Closing Conference Conclusions

So the Alberta Teachers' Association Science Council's Science Teachers' Conference concluded this weekend. It was held in Calgary for the first time in recent memory, and myself and my colleague Brian were part of the organizing team.

The first takeaway of the weekend was that being on the other side of the registration table is a vastly different experience. Problems arise and need to be dealt with, and the overhead view is quite different from what you get moving session to session.

The second takeaway is that volunteers are important. Organizers and programmers can design a wonderful set of speaker sessions but without enough volunteers A/V material doesn't get delivered to the proper rooms, giveaways never get handed out, and speakers don't get picked up at the airport.

That said, the conference was a fantastic experience, even though I only managed to make one session - that of University of Calgary professor Dr. Leslie Reid. Dr. Reid related her attempts to redesign her undergraduate geology course to move it more inline with Assessment For Learning and Focus on Inquiry methodology. These are the same things that many Albertan teachers are trying to do, except that Dr. Reid is carrying it out with 400 students in a university lecture hall.

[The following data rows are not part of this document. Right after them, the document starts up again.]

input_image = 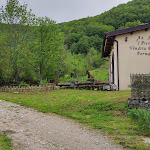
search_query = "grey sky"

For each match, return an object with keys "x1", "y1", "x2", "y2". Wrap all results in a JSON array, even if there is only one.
[{"x1": 0, "y1": 0, "x2": 131, "y2": 23}]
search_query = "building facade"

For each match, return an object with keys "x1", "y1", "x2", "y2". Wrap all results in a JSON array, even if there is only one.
[{"x1": 103, "y1": 24, "x2": 150, "y2": 90}]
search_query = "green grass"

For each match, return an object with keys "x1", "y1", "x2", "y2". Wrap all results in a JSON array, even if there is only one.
[
  {"x1": 128, "y1": 108, "x2": 150, "y2": 136},
  {"x1": 0, "y1": 134, "x2": 12, "y2": 150},
  {"x1": 0, "y1": 90, "x2": 150, "y2": 150},
  {"x1": 60, "y1": 61, "x2": 109, "y2": 82}
]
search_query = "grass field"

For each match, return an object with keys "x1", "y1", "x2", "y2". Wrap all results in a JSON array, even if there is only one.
[
  {"x1": 0, "y1": 134, "x2": 12, "y2": 150},
  {"x1": 60, "y1": 61, "x2": 109, "y2": 82},
  {"x1": 0, "y1": 90, "x2": 150, "y2": 150}
]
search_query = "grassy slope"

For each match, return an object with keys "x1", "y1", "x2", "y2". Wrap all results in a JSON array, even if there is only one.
[
  {"x1": 60, "y1": 61, "x2": 109, "y2": 82},
  {"x1": 0, "y1": 90, "x2": 150, "y2": 150},
  {"x1": 0, "y1": 134, "x2": 12, "y2": 150}
]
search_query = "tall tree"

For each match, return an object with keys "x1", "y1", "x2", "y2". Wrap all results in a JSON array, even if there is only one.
[
  {"x1": 31, "y1": 17, "x2": 63, "y2": 81},
  {"x1": 0, "y1": 0, "x2": 34, "y2": 82}
]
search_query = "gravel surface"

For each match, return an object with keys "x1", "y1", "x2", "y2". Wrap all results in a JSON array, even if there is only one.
[{"x1": 0, "y1": 100, "x2": 121, "y2": 150}]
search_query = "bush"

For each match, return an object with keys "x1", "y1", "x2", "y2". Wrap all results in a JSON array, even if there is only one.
[
  {"x1": 128, "y1": 108, "x2": 150, "y2": 136},
  {"x1": 40, "y1": 80, "x2": 47, "y2": 86}
]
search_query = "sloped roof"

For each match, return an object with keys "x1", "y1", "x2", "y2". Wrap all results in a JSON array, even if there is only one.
[{"x1": 102, "y1": 23, "x2": 150, "y2": 57}]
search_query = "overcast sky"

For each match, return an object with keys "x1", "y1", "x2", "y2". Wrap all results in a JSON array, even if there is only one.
[{"x1": 0, "y1": 0, "x2": 131, "y2": 23}]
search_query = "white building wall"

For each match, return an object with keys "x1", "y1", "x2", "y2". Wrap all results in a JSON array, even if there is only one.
[{"x1": 111, "y1": 29, "x2": 150, "y2": 90}]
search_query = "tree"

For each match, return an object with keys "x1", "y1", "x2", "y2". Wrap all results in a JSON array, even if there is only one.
[
  {"x1": 0, "y1": 0, "x2": 34, "y2": 82},
  {"x1": 30, "y1": 17, "x2": 63, "y2": 81}
]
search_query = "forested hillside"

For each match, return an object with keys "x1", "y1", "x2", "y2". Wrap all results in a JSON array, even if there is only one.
[
  {"x1": 0, "y1": 0, "x2": 150, "y2": 85},
  {"x1": 61, "y1": 0, "x2": 150, "y2": 54}
]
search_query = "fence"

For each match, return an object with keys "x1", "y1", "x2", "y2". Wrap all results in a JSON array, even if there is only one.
[
  {"x1": 130, "y1": 74, "x2": 150, "y2": 99},
  {"x1": 128, "y1": 74, "x2": 150, "y2": 110},
  {"x1": 0, "y1": 83, "x2": 56, "y2": 92}
]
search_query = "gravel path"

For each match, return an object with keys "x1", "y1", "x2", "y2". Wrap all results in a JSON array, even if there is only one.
[{"x1": 0, "y1": 100, "x2": 121, "y2": 150}]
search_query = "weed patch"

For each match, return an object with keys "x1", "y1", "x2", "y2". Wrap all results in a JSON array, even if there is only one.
[{"x1": 0, "y1": 134, "x2": 13, "y2": 150}]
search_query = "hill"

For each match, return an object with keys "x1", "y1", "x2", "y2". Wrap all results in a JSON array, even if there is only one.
[{"x1": 60, "y1": 0, "x2": 150, "y2": 54}]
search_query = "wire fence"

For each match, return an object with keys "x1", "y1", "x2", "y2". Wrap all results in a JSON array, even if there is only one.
[
  {"x1": 0, "y1": 83, "x2": 56, "y2": 92},
  {"x1": 130, "y1": 74, "x2": 150, "y2": 99}
]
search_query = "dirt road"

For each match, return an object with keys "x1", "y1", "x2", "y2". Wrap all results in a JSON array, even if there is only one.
[{"x1": 0, "y1": 100, "x2": 121, "y2": 150}]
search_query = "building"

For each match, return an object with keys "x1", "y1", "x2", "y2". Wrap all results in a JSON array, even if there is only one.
[{"x1": 102, "y1": 24, "x2": 150, "y2": 90}]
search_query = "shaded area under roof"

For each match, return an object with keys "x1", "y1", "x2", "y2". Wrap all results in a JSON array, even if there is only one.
[{"x1": 102, "y1": 23, "x2": 150, "y2": 57}]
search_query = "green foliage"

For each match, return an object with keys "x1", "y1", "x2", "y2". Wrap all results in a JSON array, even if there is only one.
[
  {"x1": 128, "y1": 109, "x2": 150, "y2": 136},
  {"x1": 0, "y1": 134, "x2": 13, "y2": 150}
]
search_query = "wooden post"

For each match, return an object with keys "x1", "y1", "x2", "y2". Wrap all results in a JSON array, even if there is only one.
[
  {"x1": 35, "y1": 85, "x2": 37, "y2": 92},
  {"x1": 46, "y1": 84, "x2": 48, "y2": 91},
  {"x1": 43, "y1": 85, "x2": 45, "y2": 91},
  {"x1": 27, "y1": 86, "x2": 30, "y2": 92},
  {"x1": 31, "y1": 85, "x2": 33, "y2": 92},
  {"x1": 39, "y1": 85, "x2": 41, "y2": 92}
]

Instead of attending sessions then, I spent most of my time talking with fellow conference-goers like Frank Jenkins, who helped define large parts of the Chemistry curriculum, and with whom I briefly chatted about the early efforts to reform high school science in Alberta during the 1970s. Bernie Galbraith, who received the ATA Science Council's Long Service Award, was in a similarly reflective mood.

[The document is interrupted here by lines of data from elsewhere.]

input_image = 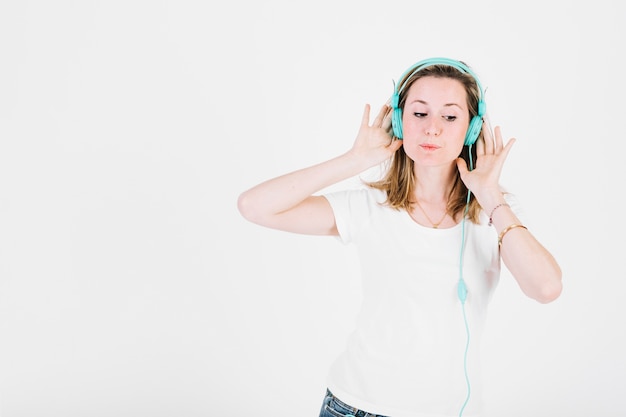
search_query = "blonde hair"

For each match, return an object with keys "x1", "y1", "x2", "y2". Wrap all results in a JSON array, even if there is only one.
[{"x1": 365, "y1": 64, "x2": 483, "y2": 223}]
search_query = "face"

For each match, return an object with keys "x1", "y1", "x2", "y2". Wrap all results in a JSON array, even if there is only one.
[{"x1": 402, "y1": 76, "x2": 469, "y2": 166}]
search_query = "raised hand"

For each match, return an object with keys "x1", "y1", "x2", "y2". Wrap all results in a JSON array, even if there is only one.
[
  {"x1": 349, "y1": 104, "x2": 402, "y2": 166},
  {"x1": 457, "y1": 118, "x2": 515, "y2": 205}
]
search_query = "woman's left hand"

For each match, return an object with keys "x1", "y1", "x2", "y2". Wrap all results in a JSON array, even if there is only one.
[{"x1": 456, "y1": 122, "x2": 515, "y2": 203}]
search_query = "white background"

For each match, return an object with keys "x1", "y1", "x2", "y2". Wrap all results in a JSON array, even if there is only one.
[{"x1": 0, "y1": 0, "x2": 626, "y2": 417}]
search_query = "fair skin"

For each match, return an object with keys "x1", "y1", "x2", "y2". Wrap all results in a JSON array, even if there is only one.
[{"x1": 238, "y1": 77, "x2": 562, "y2": 303}]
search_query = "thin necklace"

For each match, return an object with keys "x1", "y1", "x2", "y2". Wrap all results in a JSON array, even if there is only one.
[{"x1": 415, "y1": 200, "x2": 448, "y2": 229}]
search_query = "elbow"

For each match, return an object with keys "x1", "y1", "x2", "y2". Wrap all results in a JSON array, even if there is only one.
[
  {"x1": 535, "y1": 281, "x2": 563, "y2": 304},
  {"x1": 534, "y1": 270, "x2": 563, "y2": 304}
]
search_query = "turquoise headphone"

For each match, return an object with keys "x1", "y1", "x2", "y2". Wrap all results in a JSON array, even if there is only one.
[{"x1": 391, "y1": 58, "x2": 487, "y2": 146}]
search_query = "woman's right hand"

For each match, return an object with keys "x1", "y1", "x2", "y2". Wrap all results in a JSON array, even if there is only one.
[{"x1": 349, "y1": 104, "x2": 402, "y2": 167}]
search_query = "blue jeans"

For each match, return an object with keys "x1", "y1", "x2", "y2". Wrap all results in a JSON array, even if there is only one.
[{"x1": 320, "y1": 390, "x2": 385, "y2": 417}]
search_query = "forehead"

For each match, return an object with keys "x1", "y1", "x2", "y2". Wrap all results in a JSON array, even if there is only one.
[{"x1": 406, "y1": 76, "x2": 467, "y2": 105}]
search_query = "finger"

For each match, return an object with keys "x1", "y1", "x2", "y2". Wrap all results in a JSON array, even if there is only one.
[
  {"x1": 494, "y1": 126, "x2": 504, "y2": 153},
  {"x1": 372, "y1": 105, "x2": 389, "y2": 126},
  {"x1": 482, "y1": 115, "x2": 494, "y2": 153},
  {"x1": 500, "y1": 137, "x2": 516, "y2": 160},
  {"x1": 361, "y1": 104, "x2": 370, "y2": 126},
  {"x1": 476, "y1": 127, "x2": 485, "y2": 155}
]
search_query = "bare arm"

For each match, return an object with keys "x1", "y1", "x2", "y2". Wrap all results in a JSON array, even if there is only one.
[
  {"x1": 457, "y1": 123, "x2": 562, "y2": 303},
  {"x1": 237, "y1": 105, "x2": 402, "y2": 235}
]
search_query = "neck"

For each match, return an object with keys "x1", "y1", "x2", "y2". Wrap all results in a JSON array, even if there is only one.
[{"x1": 414, "y1": 167, "x2": 456, "y2": 205}]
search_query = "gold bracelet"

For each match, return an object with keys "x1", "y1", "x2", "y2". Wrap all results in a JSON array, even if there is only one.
[{"x1": 498, "y1": 224, "x2": 528, "y2": 248}]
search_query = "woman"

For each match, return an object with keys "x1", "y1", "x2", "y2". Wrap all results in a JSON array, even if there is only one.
[{"x1": 238, "y1": 58, "x2": 561, "y2": 417}]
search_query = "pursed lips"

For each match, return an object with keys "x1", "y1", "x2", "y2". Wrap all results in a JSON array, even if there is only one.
[{"x1": 420, "y1": 143, "x2": 441, "y2": 151}]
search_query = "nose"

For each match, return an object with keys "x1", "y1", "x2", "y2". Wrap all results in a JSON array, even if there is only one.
[{"x1": 424, "y1": 117, "x2": 441, "y2": 136}]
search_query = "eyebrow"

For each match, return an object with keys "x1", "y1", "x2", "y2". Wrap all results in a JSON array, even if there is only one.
[{"x1": 408, "y1": 99, "x2": 463, "y2": 110}]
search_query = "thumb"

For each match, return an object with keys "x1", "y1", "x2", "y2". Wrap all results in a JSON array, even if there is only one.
[{"x1": 456, "y1": 158, "x2": 469, "y2": 178}]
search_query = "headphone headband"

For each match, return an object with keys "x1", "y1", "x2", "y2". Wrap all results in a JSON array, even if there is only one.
[{"x1": 390, "y1": 57, "x2": 486, "y2": 145}]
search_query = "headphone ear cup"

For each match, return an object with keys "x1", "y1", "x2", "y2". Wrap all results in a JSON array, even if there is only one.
[
  {"x1": 465, "y1": 116, "x2": 483, "y2": 146},
  {"x1": 391, "y1": 107, "x2": 402, "y2": 139}
]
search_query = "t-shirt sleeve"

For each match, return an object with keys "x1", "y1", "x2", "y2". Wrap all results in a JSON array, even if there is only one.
[{"x1": 324, "y1": 189, "x2": 373, "y2": 244}]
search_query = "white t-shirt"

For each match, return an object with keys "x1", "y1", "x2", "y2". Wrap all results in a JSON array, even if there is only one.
[{"x1": 325, "y1": 188, "x2": 515, "y2": 417}]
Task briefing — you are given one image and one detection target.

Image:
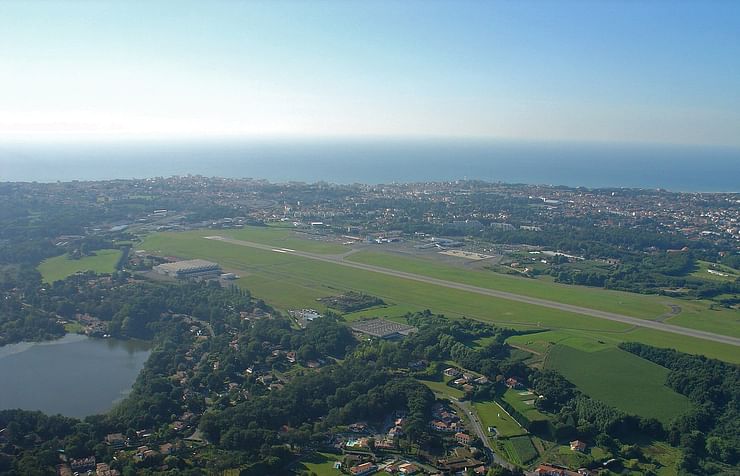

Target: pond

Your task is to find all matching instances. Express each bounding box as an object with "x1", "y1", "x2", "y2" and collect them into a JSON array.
[{"x1": 0, "y1": 334, "x2": 150, "y2": 417}]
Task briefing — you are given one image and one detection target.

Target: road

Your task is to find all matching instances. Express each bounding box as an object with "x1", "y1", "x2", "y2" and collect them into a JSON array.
[
  {"x1": 452, "y1": 397, "x2": 516, "y2": 470},
  {"x1": 205, "y1": 236, "x2": 740, "y2": 347}
]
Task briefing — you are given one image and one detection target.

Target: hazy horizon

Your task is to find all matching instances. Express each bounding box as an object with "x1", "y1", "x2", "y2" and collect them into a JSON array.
[{"x1": 0, "y1": 1, "x2": 740, "y2": 147}]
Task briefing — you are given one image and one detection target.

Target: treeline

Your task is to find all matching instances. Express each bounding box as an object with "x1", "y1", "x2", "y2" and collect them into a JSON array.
[{"x1": 620, "y1": 342, "x2": 740, "y2": 474}]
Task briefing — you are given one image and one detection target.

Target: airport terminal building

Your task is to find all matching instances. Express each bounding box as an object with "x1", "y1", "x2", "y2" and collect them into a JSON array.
[{"x1": 154, "y1": 259, "x2": 221, "y2": 279}]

A first for the conference was the organization of a Science Education Leaders Day where Science Alberta's Hyacinth Schaeffer and her group of Fort McMurray teachers talked about their efforts to create a school culture conducive to science education.

Next year, the goal is expand the circle of conversation, hopefully drawing in more post-secondary voices, as well as more French Immersion sessions and First Nations, Metis, and Indigenous perspectives.

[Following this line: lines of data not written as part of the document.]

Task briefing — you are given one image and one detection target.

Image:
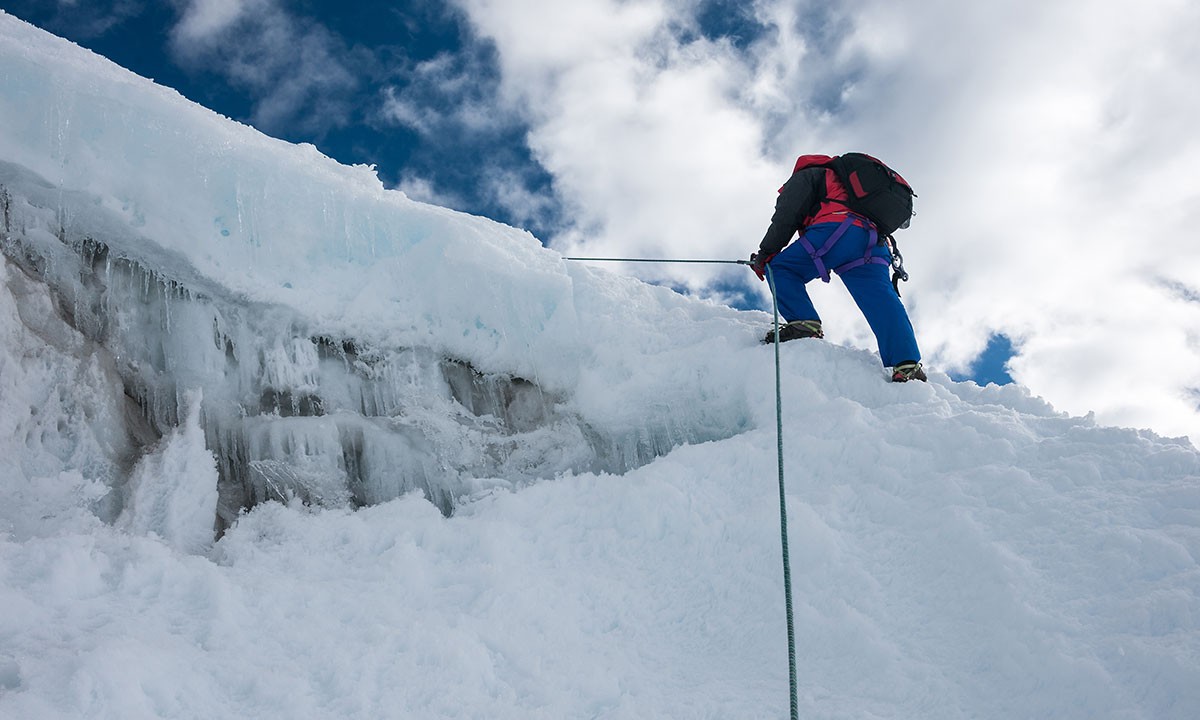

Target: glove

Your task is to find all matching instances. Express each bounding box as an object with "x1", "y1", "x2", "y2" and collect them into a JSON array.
[{"x1": 750, "y1": 252, "x2": 779, "y2": 280}]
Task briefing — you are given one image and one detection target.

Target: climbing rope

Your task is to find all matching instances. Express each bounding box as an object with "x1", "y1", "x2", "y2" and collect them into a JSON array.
[
  {"x1": 563, "y1": 258, "x2": 799, "y2": 720},
  {"x1": 766, "y1": 263, "x2": 799, "y2": 720}
]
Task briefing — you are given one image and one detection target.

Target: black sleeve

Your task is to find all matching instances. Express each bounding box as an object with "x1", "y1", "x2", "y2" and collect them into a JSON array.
[{"x1": 758, "y1": 168, "x2": 824, "y2": 257}]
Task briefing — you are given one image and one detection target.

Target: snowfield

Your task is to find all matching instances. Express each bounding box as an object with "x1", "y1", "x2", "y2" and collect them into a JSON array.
[{"x1": 0, "y1": 13, "x2": 1200, "y2": 720}]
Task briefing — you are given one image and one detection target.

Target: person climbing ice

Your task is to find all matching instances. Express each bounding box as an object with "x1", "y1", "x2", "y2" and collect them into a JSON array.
[{"x1": 750, "y1": 152, "x2": 926, "y2": 383}]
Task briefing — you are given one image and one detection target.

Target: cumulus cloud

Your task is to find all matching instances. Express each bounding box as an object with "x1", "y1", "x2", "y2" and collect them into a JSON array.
[{"x1": 456, "y1": 0, "x2": 1200, "y2": 442}]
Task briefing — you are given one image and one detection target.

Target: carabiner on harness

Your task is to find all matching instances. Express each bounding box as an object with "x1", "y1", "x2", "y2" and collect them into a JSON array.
[{"x1": 886, "y1": 235, "x2": 908, "y2": 298}]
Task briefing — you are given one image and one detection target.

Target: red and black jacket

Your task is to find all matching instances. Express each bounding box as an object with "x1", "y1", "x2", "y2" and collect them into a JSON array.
[{"x1": 758, "y1": 155, "x2": 868, "y2": 258}]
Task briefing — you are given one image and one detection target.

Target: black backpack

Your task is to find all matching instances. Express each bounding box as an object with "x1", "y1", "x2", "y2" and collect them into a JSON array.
[{"x1": 828, "y1": 152, "x2": 917, "y2": 236}]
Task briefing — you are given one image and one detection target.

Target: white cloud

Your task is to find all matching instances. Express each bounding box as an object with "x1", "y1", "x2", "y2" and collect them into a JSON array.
[
  {"x1": 175, "y1": 0, "x2": 247, "y2": 43},
  {"x1": 448, "y1": 0, "x2": 1200, "y2": 442}
]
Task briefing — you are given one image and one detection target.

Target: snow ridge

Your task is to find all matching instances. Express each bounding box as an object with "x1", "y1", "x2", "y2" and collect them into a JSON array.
[{"x1": 0, "y1": 13, "x2": 1200, "y2": 720}]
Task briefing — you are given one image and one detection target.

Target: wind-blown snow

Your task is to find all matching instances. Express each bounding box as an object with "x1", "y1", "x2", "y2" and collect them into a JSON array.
[{"x1": 0, "y1": 13, "x2": 1200, "y2": 719}]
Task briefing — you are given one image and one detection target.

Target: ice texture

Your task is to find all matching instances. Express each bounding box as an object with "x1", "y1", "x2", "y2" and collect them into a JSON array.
[{"x1": 0, "y1": 12, "x2": 1200, "y2": 720}]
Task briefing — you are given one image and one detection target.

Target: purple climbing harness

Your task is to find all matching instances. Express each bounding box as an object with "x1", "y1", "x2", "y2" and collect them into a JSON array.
[{"x1": 800, "y1": 214, "x2": 892, "y2": 282}]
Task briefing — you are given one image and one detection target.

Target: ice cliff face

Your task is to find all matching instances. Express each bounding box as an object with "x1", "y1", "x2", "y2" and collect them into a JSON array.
[
  {"x1": 0, "y1": 14, "x2": 749, "y2": 528},
  {"x1": 0, "y1": 164, "x2": 738, "y2": 528}
]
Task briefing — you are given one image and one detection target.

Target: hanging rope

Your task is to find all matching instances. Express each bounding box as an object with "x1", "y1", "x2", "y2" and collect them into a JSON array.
[
  {"x1": 766, "y1": 263, "x2": 799, "y2": 720},
  {"x1": 563, "y1": 258, "x2": 799, "y2": 720}
]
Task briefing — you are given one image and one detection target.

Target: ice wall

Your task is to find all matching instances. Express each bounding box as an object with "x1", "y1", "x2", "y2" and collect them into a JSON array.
[{"x1": 0, "y1": 13, "x2": 749, "y2": 528}]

Saturday, November 1, 2008

Foucault vs. Education

We've attached  a link to an article applying the ideas of French philosopher Michel Foucault to education. Much of it is taken from his work on the underlying philosophies of prison systems, Crime and Punish, and it's somewhat scary to consider how similar the two institutions are - however, if you remember that the purpose of education is (considered by some) to be the development of the individual while that of prison is the rehabililation (redevelopment) of a corrupted individual, the analogies become much clearer.

There's certainly lots to consider about the subtle effects of the school system, but one of the immediate take aways is the suggestion that increasing persistance and sophistication of surveillance of students will result in an arms race between students and the administration. As schools take ever greater measures to observe and monitor their students, those students reluctant to be a part of such doings, will resort to greater and more underground efforts to avoid detection. Thus, there would appear to be a natural limit to how much policies such as lanyards and closed circuit televisions can curb student behaviour.